In contrast, OTT providers have voiced a concern that increased regulation could threaten their data driven business model, suggesting that they should continue to be free to utilise data, provided they maintain the privacy of their customer base. In addition, OTT providers claim that the right of the national governments under the present rules to restrict confidentiality for national security purposes would inhibit their ability to guarantee security and confidentiality of their services through encryption.
It seems that EU law-makers should prepare themselves for some fairly stiff lobbying from both sides.

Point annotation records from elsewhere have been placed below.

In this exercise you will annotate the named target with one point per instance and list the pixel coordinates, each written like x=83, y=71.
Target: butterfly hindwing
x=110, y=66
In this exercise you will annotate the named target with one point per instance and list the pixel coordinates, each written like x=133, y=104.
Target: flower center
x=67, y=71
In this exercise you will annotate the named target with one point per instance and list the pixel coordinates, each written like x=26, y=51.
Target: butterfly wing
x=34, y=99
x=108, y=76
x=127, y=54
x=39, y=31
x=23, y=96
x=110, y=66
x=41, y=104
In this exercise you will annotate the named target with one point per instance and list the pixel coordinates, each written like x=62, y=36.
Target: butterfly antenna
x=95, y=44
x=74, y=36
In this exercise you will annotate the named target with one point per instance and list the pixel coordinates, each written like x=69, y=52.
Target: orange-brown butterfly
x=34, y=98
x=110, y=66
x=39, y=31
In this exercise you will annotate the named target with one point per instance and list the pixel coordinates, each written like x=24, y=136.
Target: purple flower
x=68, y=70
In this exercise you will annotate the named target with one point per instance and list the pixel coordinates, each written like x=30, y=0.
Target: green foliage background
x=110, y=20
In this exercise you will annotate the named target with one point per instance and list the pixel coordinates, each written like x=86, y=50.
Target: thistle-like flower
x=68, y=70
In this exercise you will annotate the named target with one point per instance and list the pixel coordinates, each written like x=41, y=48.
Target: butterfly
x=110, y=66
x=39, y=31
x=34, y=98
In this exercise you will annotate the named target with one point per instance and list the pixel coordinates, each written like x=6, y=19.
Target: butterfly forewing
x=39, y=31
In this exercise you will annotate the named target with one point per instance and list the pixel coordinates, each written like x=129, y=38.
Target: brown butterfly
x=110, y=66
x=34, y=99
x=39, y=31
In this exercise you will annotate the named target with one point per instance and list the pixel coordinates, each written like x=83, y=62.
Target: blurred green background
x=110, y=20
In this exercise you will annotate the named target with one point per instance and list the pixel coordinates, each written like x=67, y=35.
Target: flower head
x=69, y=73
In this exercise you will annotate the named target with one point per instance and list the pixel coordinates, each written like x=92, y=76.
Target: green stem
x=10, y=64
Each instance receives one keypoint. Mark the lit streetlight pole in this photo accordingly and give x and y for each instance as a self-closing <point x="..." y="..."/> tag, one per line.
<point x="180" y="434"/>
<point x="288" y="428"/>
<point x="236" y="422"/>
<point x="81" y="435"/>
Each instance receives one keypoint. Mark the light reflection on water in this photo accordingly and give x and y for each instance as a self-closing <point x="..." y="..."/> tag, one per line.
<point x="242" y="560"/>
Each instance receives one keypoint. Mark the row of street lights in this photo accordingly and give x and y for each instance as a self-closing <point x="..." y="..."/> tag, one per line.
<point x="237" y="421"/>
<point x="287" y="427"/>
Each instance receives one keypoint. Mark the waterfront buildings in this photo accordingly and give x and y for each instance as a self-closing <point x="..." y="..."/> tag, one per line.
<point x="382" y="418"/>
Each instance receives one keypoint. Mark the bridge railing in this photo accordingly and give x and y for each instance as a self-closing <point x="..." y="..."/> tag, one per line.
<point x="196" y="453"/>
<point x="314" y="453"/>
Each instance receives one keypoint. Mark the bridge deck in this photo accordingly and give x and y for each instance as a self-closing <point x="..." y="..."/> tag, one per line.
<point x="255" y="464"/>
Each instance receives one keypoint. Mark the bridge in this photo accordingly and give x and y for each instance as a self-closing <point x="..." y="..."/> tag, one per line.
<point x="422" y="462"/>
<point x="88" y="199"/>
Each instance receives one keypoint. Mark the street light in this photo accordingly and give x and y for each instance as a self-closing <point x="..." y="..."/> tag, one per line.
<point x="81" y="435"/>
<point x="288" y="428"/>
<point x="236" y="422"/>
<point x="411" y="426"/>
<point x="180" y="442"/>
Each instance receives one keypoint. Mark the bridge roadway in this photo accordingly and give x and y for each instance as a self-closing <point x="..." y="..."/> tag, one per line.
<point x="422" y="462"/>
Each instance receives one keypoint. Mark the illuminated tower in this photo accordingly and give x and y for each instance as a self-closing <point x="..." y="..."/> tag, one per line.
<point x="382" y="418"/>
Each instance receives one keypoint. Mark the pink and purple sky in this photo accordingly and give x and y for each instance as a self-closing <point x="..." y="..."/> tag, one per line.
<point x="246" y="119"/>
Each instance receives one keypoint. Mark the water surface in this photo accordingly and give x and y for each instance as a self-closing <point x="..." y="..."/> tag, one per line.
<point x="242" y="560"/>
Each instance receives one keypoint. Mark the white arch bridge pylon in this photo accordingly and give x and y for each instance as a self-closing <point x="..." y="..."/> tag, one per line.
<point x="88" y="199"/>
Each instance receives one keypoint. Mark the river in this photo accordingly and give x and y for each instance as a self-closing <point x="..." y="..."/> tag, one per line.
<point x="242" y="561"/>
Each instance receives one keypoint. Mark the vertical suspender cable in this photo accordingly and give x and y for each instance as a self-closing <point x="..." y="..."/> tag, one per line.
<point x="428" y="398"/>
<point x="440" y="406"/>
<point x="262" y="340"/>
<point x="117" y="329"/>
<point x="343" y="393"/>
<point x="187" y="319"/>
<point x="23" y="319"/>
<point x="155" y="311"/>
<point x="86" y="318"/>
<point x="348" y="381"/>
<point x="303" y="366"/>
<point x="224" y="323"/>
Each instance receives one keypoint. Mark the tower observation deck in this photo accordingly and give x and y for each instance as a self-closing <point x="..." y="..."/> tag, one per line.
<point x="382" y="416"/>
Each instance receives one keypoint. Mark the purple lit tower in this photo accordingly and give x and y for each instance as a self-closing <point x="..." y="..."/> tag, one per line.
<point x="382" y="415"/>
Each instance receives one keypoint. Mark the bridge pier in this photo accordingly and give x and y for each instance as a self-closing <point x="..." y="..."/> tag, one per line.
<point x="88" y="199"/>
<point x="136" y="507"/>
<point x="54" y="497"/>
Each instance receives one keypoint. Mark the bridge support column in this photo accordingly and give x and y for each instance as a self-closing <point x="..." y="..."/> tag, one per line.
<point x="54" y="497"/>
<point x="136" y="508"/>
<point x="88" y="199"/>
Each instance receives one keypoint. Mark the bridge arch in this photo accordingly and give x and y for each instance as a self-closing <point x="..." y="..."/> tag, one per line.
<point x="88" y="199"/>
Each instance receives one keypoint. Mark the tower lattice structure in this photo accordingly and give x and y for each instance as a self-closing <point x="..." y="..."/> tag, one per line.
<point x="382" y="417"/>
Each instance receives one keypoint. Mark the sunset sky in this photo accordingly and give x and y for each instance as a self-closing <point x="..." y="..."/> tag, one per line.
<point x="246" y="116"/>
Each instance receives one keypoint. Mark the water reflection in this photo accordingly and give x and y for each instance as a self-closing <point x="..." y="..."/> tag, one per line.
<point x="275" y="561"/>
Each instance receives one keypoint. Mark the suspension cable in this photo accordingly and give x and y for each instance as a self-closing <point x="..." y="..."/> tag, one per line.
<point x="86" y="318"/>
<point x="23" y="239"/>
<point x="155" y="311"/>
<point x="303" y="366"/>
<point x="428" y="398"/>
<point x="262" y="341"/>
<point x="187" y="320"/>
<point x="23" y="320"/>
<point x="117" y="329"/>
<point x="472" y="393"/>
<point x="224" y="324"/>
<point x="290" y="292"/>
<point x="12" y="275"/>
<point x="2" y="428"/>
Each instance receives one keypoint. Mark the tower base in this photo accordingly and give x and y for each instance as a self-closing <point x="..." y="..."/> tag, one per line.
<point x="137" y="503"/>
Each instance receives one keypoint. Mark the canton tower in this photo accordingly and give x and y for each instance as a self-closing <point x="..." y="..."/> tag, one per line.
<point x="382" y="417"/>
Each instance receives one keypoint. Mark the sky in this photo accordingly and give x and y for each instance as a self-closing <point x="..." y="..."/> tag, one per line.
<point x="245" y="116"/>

How about US based OTT providers?
US-based OTT providers operating in the EU should certainly take note. But even if not operating in the EU, the proposed actions could influence US policy. For example, the potential action in the EU is similar to, but reaches further than, proposed new privacy rules that the Federal Communications Commission (FCC) announced earlier this year. The FCC proposes to extend (and expand) telecom privacy requirements to internet service providers (ISPs). The FCC is expected to act before the end of this year. The FCC Chairman, Tom Wheeler, has stated the agency will not extend these new privacy obligations to OTT or content providers but spill-over effects seem inevitable. In other areas, the FCC has begun to extend some telecom regulations to OTT messaging services that interconnect with the public telephone network, but as yet has refrained from regulating OTT messaging services that serve a closed community of users that must download the app.
Whether US or UK based however, all OTT providers should brace themselves for increased regulation when operating within the EU and prepare for the diversified business model that may be required as a result.